— In an action for divorce, the plaintiff wife appeals from a judgment of the Supreme Court, Queens County (Lonschein, J.), entered April 19,1985, which, upon a jury verdict in favor of the defendant husband, dismissed her complaint. Plaintiff’s notice of appeal from a clerk’s extract of the minutes of trial, filed July 5, 1983, is deemed a premature notice of appeal from the judgment entered April 19, 1985 (see, CPLR 5520 [c]).

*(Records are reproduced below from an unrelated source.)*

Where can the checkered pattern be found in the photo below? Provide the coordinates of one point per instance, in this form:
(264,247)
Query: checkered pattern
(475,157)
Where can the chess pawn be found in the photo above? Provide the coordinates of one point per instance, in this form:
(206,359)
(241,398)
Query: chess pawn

Judgment affirmed, with costs.
There is ample evidence in the record to support the jury’s verdict. A judgment of divorce will not be granted in this State where the plaintiff merely shows irreconcilable differences and incompatibility between the parties (Warguleski v Warguleski, 79 AD2d 1107; Jorgensen v Jorgensen, 67 AD2d 902; Denny v Denny, 65 AD2d 658, affd 48 NY2d 915). Furthermore, the court’s instructions to the jury with respect to the elements of cruel and inhuman treatment and abandonment were proper. Where the divorce action is based upon such grounds, there is no public policy requiring the dissolution of a marriage merely because it is “dead” (Hessen v Hessen, 33 NY2d 406; Kennedy v Kennedy, 91 AD2d 1200). Plaintiff’s reliance upon Gleason v Gleason (26 NY2d 28) is misplaced. There plaintiff sought a conversion divorce, which is one instance where the Legislature clearly intended that a marriage could be terminated without proof of fault. Titone, J. P., Thompson, Bracken and Rubin, JJ., concur.